Keynote Speaker Marah Gubar & Research Assistant Funing Yang speak on the 2020 L.M. Montgomery and Vision Forum

Published on: June 26, 2020

This Forum features a presentation from MIT Literature Section’s Dr. Marah Gubar with her research assistant, Funing Yang, on her work in progress entitled “Archives and Algorithms: Analyzing Anne’s Monologues.” Marah will introduce the research she has been doing and her original hypothesis about Anne’s monologues and then share data she has been compiling and some slides about the dramatic version of Anne from her research at New York City’s Lincoln Center, explaining how they relate to her overall argument. Keynote speaker Dr. Marah Gubar is familiar to Montgomery scholars for her 2001 article, “‘Where Is the Boy?’: The Pleasures of Postponement in the Anne of Green Gables Series” and is widely noted for her 2009 book Artful Dodgers: Reconceiving the Golden Age of Children’s Literature and for her articles “Risky Business: Talking About Children in Children’s Literature Criticism” (2013) and “The Hermeneutics of Recuperation: What a Kinship-Model Approach to Children’s Agency Could Do for Children’s Literature and Childhood Studies” (2016). I was introduced to Marah by email and was fortunate enough to have an exchange with her while she was away from MIT doing research in New York for her keynote address, titled “Anne’s Monologues and the Theatrical Cult of the Child.”

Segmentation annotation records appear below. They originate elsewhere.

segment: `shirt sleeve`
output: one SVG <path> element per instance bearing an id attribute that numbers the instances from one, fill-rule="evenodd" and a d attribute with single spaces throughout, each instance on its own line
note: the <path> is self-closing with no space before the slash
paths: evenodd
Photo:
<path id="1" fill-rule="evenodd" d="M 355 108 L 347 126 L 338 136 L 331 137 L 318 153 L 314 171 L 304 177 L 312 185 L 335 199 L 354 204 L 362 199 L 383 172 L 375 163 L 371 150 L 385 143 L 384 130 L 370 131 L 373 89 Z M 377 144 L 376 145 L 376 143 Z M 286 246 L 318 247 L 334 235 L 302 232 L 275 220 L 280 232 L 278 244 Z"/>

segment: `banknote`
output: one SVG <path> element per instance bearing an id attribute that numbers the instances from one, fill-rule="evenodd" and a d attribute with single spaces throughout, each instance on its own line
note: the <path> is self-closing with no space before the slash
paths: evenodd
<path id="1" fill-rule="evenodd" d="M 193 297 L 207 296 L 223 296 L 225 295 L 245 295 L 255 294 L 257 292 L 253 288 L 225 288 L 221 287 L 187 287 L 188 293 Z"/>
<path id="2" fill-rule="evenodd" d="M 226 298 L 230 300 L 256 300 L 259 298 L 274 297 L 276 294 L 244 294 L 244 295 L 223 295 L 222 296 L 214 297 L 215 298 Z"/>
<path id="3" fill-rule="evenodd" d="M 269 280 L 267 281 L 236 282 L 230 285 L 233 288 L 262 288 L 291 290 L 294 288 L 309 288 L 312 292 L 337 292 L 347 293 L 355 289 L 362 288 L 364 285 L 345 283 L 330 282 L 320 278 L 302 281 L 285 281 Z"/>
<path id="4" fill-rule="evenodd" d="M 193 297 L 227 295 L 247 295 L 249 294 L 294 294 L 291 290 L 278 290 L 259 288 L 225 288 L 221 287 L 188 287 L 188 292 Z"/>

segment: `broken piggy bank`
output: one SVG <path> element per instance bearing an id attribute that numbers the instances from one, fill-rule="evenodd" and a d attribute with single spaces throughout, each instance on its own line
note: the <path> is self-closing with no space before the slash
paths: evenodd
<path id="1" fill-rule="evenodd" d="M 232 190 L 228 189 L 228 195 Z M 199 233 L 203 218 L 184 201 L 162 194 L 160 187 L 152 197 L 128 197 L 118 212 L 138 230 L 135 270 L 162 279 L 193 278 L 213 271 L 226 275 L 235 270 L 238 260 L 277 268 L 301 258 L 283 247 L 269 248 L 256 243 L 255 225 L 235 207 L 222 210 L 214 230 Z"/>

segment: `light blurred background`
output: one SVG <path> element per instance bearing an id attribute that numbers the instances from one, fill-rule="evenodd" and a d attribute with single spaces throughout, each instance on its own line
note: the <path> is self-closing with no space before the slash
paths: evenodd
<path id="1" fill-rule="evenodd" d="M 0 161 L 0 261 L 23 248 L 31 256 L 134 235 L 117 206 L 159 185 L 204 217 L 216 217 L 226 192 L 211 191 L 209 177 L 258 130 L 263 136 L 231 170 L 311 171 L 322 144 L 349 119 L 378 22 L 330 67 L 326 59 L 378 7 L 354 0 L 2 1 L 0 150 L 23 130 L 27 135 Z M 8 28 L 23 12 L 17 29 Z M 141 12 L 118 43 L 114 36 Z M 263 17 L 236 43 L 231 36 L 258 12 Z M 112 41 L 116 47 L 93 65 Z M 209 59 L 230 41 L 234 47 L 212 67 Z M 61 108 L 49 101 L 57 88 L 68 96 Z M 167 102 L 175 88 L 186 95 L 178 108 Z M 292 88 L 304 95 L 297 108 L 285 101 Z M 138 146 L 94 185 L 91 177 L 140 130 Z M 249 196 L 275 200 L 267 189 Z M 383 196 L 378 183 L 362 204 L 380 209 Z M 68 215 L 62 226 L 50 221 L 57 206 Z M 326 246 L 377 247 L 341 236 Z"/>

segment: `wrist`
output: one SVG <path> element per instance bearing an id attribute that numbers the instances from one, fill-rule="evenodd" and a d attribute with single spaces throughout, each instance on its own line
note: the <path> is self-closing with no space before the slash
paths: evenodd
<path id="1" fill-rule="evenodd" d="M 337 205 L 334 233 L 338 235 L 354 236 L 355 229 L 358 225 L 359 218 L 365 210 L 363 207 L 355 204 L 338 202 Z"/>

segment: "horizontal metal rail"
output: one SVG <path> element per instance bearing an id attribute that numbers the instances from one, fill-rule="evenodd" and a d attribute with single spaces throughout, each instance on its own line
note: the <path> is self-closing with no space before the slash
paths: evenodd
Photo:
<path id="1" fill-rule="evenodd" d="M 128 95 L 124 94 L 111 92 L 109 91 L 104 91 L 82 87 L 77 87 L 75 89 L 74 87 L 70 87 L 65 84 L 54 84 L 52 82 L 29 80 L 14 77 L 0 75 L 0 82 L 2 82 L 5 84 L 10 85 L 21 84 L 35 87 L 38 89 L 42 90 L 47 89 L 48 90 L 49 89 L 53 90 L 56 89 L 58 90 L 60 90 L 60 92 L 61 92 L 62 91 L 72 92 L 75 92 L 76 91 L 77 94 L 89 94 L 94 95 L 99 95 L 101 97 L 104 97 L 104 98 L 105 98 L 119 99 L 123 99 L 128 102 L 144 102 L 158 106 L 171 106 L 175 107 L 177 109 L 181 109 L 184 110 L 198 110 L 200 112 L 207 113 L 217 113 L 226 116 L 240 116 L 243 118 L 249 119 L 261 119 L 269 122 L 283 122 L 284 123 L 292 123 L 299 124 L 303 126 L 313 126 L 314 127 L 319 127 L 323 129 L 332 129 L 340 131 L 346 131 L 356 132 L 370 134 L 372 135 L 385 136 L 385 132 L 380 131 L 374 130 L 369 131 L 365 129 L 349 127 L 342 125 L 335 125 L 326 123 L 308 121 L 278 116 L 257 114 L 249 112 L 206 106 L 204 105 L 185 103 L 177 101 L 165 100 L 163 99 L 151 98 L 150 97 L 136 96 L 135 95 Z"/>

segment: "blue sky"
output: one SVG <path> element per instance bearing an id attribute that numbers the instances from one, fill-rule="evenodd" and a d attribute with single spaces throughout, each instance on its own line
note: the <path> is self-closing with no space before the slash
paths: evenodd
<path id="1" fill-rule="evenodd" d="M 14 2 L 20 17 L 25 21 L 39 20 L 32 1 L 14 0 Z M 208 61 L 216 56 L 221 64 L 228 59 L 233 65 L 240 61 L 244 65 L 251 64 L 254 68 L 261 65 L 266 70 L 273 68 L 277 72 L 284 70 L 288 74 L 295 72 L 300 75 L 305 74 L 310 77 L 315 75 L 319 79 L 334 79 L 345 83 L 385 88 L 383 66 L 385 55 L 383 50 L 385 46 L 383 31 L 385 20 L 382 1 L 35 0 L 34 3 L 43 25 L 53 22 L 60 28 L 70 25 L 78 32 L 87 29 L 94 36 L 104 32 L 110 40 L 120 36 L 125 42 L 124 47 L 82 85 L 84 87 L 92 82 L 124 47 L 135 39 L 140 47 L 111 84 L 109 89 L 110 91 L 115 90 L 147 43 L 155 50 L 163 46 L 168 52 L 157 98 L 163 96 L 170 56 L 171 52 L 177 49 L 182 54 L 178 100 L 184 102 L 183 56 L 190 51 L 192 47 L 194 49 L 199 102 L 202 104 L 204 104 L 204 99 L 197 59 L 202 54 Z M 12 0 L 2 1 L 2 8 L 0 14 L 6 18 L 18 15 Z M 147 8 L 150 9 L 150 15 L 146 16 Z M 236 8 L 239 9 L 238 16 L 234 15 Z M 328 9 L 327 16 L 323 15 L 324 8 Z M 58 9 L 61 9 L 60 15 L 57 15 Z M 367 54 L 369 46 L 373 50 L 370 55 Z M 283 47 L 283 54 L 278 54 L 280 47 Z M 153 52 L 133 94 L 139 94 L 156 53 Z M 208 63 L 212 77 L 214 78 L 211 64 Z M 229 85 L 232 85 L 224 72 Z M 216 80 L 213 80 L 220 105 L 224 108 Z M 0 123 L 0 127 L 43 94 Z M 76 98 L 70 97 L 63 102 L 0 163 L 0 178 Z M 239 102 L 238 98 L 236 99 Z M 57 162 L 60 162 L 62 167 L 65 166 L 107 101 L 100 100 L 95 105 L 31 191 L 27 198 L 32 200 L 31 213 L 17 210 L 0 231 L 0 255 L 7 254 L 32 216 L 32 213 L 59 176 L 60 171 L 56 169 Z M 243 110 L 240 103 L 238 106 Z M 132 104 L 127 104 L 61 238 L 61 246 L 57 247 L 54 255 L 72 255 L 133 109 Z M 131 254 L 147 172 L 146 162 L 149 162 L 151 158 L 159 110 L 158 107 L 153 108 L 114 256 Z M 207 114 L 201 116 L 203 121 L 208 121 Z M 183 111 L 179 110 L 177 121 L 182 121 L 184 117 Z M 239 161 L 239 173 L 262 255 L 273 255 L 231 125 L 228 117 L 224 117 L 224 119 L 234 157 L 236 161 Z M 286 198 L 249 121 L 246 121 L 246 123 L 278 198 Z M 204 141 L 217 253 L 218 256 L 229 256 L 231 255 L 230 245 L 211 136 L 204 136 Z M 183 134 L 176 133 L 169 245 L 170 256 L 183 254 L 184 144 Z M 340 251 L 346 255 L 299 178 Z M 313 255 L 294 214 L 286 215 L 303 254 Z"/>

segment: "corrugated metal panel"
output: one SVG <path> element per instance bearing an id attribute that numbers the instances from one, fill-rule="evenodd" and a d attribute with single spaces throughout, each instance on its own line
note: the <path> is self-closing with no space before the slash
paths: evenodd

I asked her about her Montgomery allegiances first, admitting to my own partiality for Emily:

“I read both the Anne and Emily series pretty obsessively in my childhood, and continued re-reading them on a fairly regular basis through my teenage years and into early adulthood. I find it hard to choose between them; truly, I loved them both so much. Emily’s artistic ambition and deep friendship with Ilse was very appealing to me, and I liked Anne’s emotional intensity, and the way those books conjure up what the texture of everyday life was like in a very particular, vividly evoked time and place. Rilla of Ingleside was an especial favorite for me; it really made the history of World War One come alive in a way that stuck with me.”